12. You'll Shrug Off Jet Lag
Next time you travel overseas, hit the hotel gym before you unpack. When researchers at Northwestern University and the University of California at San Francisco studied muscle biopsies from people who had performed resistance exercise, they discovered changes in the proteins that regulate circadian rhythms. The researchers' conclusion? Strength training helps your body adjust faster to a change in time zones or work shifts.
13. You'll Be Happier
Yoga isn't the only exercise that's soothing. Researchers at the University of Alabama-Birmingham discovered that people who performed three weight workouts a week for six months significantly improved their scores on measures of anger and overall mood.
14. You'll Sleep Better
Lifting hard helps you rest easier. Australian researchers observed that patients who performed three total-body weight workouts a week for 8 weeks experienced a 23 percent improvement in sleep quality. In fact, the study participants were able to fall asleep faster and slept longer than before they started lifting weights.
15. You'll Get in Shape Faster
The term "cardio" shouldn't just describe aerobic exercise. A study at the University of Hawaii found that circuit training with weights raises your heart rate 15 beats per minute higher than running at about 60 percent to 70 percent of your maximum heart rate. According to the researchers, this approach not only strengthens your muscles, it provides cardiovascular benefits similar to those of aerobic exercise. So you save time without sacrificing results.
Squats may be the new Prozac. Scientists at the University of Sydney found that regularly lifting weights significantly reduces symptoms of major depression. In fact, the researchers report that a meaningful improvement was seen in 60 percent of clinically diagnosed patients, similar to the response rate from antidepressants—but without the negative side effects.

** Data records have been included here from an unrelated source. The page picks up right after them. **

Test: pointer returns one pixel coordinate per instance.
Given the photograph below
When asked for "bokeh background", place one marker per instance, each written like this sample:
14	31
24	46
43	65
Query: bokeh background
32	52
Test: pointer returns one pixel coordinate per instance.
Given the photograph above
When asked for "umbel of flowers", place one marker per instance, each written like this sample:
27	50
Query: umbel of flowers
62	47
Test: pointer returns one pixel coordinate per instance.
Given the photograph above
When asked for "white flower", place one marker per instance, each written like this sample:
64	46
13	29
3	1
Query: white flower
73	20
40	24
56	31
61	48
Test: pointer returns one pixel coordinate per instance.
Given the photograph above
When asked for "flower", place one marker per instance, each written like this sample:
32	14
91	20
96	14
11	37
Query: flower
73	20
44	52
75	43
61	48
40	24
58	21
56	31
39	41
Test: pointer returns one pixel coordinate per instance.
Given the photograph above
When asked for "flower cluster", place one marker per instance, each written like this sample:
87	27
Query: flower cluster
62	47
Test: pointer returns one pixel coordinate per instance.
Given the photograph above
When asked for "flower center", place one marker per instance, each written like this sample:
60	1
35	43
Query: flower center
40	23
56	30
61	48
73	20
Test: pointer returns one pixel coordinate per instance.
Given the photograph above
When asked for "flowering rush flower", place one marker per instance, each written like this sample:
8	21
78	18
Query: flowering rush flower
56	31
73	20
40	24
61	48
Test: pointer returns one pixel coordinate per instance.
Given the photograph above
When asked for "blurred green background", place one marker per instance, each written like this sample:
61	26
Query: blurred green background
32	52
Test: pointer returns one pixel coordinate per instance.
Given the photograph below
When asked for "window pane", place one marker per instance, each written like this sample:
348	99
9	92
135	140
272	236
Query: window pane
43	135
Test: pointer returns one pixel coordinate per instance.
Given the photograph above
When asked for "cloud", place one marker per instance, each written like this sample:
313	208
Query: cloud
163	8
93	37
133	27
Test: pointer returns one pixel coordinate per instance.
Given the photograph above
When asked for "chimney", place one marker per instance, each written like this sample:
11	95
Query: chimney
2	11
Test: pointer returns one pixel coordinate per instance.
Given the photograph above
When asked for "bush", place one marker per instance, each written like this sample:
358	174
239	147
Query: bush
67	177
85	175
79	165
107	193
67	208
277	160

17. You'll Be More Productive
Invest in dumbbells—it could help you land a raise. U.K. researchers found that workers were 15 percent more productive on the days they made time to exercise compared to days they skipped their workout. They were also 15 percent more tolerant of their co-workers. Now consider for a moment what these numbers mean to you: On days you exercise, you can—theoretically at least—accomplish in an eight-hour day what normally would take you nine hours and 12 minutes. Or you'd still work nine hours, but get more done, leaving you feeling less stressed and happier with your job, another perk that the workers reported on the days they exercised. Think a busy schedule is a good excuse not to lift? Think again.
18. You'll Add Years to Your Life
Get strong to live long. University of South Carolina researchers determined that total-body strength was linked to lower risks of death from cardiovascular disease, cancer, and all causes. Similarly, University of Hawaii scientists found that being strong at middle age was associated with "exceptional survival"—defined as living until 85 years of age without developing a major disease.
19. You'll Stay Sharp
Never forget how important it is to pump iron. University of Virginia scientists discovered that when men and women lifted weights 3 times a week for 6 months, the study participants significantly decreased their blood levels of homoscysteine, a protein that's linked to the development of dementia and Alzheimer's disease.
20. You'll Even Be Smarter
Talk about a mind-muscle connection: Brazilian researchers found that 6 months of resistance training enhanced lifters' cognitive function. In fact, the workouts resulted in better short- and long-term memory, improved verbal reasoning, and a longer attention span.